Qualitative analysis highlights:
- Multi-turn error recovery: The agent can recover from initial mistakes via runtime feedback.
- Emergent, efficient tool chaining: The agent spontaneously discovers and applies new compositions, sometimes combining tools unseen during RL.
- Failure suppression: Dense penalties effectively prevent "reward hacking" and superfluous tool invocation, focusing the model on deliberate, necessary actions.
Figure 4: An example of emergent and efficient tool use. The model chains two tools, contrast enhancement and grayscale conversion, within a single turn to fulfill the user's request. These tools did not appear in the RL training set, demonstrating the generalization capability of the code-as-tool framework.
Figure 5: An example of emergent and efficient tool use. The model chains ``brightness up, contrast up, crop, rotate90, sharpness'' tools to solve the user's request.
Figure 6: An example of reward hacking from a model trained without constraint penalties. After correctly applying rotate90, the agent continues to call superfluous tools, leading to task failure.
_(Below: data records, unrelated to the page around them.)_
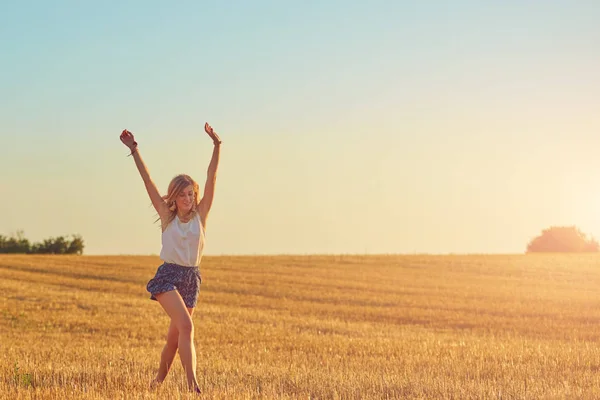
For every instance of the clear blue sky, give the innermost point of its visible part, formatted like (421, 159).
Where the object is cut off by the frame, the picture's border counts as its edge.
(347, 127)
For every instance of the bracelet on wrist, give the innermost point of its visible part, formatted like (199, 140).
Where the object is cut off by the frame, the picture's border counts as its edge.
(133, 149)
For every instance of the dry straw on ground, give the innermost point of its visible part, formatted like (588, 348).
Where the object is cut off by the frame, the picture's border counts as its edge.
(308, 327)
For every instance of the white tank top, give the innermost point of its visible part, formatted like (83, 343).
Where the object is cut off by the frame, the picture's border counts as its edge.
(183, 243)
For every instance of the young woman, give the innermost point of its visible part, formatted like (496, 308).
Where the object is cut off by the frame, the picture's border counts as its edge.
(177, 281)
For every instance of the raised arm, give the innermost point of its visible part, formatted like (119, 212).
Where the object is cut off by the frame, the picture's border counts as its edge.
(211, 178)
(157, 201)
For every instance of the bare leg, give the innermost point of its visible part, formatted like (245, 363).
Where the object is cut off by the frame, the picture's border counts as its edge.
(181, 317)
(168, 354)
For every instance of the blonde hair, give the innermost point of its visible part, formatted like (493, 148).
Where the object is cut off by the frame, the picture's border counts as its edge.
(177, 185)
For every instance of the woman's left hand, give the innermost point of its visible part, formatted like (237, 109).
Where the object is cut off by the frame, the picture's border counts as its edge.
(213, 135)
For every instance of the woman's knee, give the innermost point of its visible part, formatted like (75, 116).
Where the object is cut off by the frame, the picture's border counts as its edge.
(173, 338)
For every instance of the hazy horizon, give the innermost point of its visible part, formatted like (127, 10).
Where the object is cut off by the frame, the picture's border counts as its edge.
(347, 128)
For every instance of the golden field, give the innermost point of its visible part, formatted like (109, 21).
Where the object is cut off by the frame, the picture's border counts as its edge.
(308, 327)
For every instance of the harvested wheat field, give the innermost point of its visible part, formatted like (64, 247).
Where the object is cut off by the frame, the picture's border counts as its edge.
(308, 327)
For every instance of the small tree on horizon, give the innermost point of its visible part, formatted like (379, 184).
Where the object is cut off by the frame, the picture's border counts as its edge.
(563, 239)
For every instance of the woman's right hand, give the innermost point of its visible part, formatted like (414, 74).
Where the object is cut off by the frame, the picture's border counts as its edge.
(128, 140)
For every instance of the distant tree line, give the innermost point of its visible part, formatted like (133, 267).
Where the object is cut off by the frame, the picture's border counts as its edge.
(563, 239)
(17, 243)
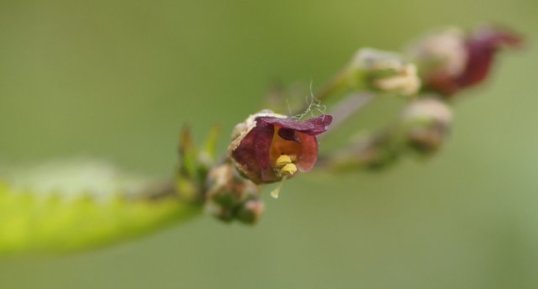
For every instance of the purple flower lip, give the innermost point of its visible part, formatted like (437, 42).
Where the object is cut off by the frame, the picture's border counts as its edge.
(269, 147)
(479, 49)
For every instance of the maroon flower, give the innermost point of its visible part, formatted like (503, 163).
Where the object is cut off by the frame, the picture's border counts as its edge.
(453, 61)
(268, 147)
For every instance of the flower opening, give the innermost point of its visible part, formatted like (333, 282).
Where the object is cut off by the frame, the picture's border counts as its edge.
(269, 147)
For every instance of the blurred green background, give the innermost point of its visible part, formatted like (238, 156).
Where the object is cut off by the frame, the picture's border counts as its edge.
(117, 79)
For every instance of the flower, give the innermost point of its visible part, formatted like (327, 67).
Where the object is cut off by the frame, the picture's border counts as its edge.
(269, 147)
(451, 60)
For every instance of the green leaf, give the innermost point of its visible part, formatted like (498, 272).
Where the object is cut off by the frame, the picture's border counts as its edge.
(34, 220)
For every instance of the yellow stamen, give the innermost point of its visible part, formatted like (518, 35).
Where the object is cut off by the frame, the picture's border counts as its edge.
(276, 192)
(282, 161)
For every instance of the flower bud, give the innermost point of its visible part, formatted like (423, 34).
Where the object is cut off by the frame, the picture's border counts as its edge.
(227, 192)
(427, 123)
(450, 60)
(269, 147)
(386, 71)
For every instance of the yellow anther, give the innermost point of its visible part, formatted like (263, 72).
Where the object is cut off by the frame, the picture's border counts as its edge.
(283, 160)
(288, 169)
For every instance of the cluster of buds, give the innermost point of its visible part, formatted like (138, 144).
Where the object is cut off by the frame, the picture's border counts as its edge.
(231, 197)
(268, 147)
(385, 72)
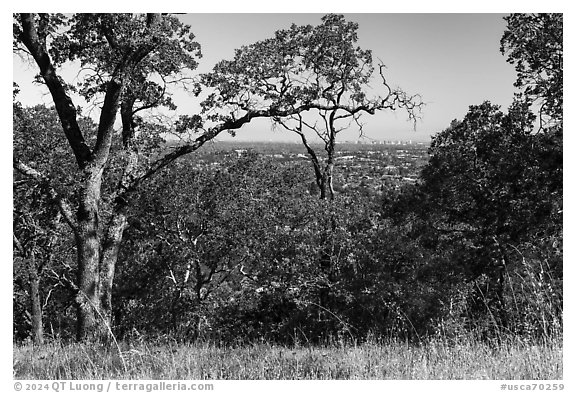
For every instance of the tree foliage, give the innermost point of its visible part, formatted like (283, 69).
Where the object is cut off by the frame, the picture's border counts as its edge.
(534, 44)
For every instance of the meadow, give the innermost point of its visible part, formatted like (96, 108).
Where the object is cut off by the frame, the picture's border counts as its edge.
(435, 359)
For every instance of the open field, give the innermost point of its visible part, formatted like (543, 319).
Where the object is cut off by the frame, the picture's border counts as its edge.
(396, 360)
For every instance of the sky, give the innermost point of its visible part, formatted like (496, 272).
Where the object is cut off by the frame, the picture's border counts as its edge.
(451, 60)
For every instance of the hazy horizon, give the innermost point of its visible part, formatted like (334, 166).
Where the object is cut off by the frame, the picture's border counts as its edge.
(452, 60)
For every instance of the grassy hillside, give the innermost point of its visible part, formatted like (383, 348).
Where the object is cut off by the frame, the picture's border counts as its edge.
(436, 359)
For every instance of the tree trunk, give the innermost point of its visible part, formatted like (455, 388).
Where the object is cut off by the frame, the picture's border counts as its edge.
(90, 326)
(115, 231)
(35, 301)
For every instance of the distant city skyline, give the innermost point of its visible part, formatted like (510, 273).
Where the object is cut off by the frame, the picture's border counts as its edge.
(452, 60)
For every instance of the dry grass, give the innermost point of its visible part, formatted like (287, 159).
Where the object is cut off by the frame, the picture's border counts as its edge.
(434, 360)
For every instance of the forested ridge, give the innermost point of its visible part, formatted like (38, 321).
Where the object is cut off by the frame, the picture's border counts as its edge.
(118, 234)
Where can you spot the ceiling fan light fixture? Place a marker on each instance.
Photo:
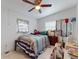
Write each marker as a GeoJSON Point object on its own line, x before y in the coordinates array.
{"type": "Point", "coordinates": [37, 7]}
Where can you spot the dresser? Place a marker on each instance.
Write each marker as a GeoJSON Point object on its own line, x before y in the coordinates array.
{"type": "Point", "coordinates": [53, 40]}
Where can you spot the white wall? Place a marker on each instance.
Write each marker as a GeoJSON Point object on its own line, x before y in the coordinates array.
{"type": "Point", "coordinates": [9, 28]}
{"type": "Point", "coordinates": [72, 12]}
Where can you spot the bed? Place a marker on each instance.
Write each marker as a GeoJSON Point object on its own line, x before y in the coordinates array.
{"type": "Point", "coordinates": [33, 45]}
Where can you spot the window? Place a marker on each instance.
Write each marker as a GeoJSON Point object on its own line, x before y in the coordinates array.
{"type": "Point", "coordinates": [23, 26]}
{"type": "Point", "coordinates": [50, 25]}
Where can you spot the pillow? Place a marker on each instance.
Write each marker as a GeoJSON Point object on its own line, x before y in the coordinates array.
{"type": "Point", "coordinates": [43, 33]}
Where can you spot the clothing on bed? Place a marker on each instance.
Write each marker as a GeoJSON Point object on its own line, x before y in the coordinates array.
{"type": "Point", "coordinates": [33, 44]}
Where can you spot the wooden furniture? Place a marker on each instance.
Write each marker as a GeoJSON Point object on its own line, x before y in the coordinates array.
{"type": "Point", "coordinates": [72, 50]}
{"type": "Point", "coordinates": [53, 40]}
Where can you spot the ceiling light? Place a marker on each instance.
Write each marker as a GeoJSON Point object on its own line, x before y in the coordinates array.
{"type": "Point", "coordinates": [37, 7]}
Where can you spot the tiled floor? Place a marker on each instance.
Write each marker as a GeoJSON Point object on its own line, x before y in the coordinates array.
{"type": "Point", "coordinates": [20, 55]}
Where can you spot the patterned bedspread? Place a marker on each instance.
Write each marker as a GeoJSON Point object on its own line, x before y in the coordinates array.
{"type": "Point", "coordinates": [33, 44]}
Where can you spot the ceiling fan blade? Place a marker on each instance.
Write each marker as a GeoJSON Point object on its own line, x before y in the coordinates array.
{"type": "Point", "coordinates": [46, 5]}
{"type": "Point", "coordinates": [31, 9]}
{"type": "Point", "coordinates": [28, 2]}
{"type": "Point", "coordinates": [37, 2]}
{"type": "Point", "coordinates": [40, 11]}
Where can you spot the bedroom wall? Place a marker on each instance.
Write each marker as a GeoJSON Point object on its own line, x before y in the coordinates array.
{"type": "Point", "coordinates": [71, 12]}
{"type": "Point", "coordinates": [9, 28]}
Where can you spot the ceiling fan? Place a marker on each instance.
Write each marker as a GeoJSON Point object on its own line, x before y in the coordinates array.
{"type": "Point", "coordinates": [37, 5]}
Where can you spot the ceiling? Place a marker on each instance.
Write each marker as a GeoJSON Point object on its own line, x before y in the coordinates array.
{"type": "Point", "coordinates": [22, 7]}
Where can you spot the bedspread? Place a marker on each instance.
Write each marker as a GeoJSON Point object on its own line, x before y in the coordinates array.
{"type": "Point", "coordinates": [33, 44]}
The case studies surface minor residual limitations, specifically in ultra-precise bounding box localization and occasional inefficiencies, delineating clear directions for further process supervision refinement.
Implications and Future Directions
The "code-as-tool" approach demonstrates that large vision-language agents can be robustified against real-world corruptions, efficiently generalize to new toolsets, and develop sophisticated, deliberate reasoning strategies. Practically, this paradigm removes bottlenecks in tool integration—static APIs, retraining barriers, and limited tool expressiveness—by leveraging the full expressive power of code. This enables agents to harness arbitrary external libraries, APIs, or black-box routines with minimal human intervention.
Theoretically, dense process shaping rewards, combined with code-based action spaces, point to a rich intersection of program synthesis and multimodal RL. Scaling up both the diversity of tools and the richness of supervision holds substantial promise for the emergence of increasingly capable and general multimodal reasoning agents.
Conclusion
CodeVision exposes fundamental brittleness in conventional MLLMs under realistic perturbations and demonstrates that programmatic, code-based tool usage—coupled with rigorous dense reward optimization—enables robust, efficient, and general visual reasoning. Empirical results and qualitative analyses substantiate the emergence of adaptive, compositional, and error-tolerant capabilities, suggesting that viewing image interaction as a programming task can become foundational in next-generation MLLMs. Future research should focus on further expanding tool diversity, refining reward shaping for nuanced tool selection, and exploring broader contexts such as multi-image and online tool integration.